While Ghost Track is often playful and honest, it constantly seems to lack a certain coherence. There’s an inevitable impression that the substantial research that went into devising this piece did not always find an adequately complex performative shape and form. The relations between the two main dramaturgical points of the performance are so easy to establish it seems inevitable that their relationship on paper is layered and co-dependent. It’s Hind’s short film, Kong Lear, shown here in double bill, that quickly reveals what Ghost Track is missing.

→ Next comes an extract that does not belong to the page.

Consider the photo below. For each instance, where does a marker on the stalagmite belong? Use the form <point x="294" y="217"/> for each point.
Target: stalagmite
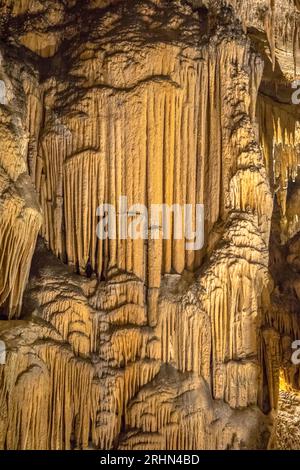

This 8mm silent video, which uses the intertitles to introduce the thoughts of a King Kong character with a crown on his head, merges the different, discrepant concepts together by taking a clear step back from them and allowing for an abundance of absurdity. In an attempt to be over-encompassing but clear and ultimately serious, Ghost Track ditches any attempt to venture into those territories and misses out on the essential trick that could have prevented it from being over-ambitious but underachieving.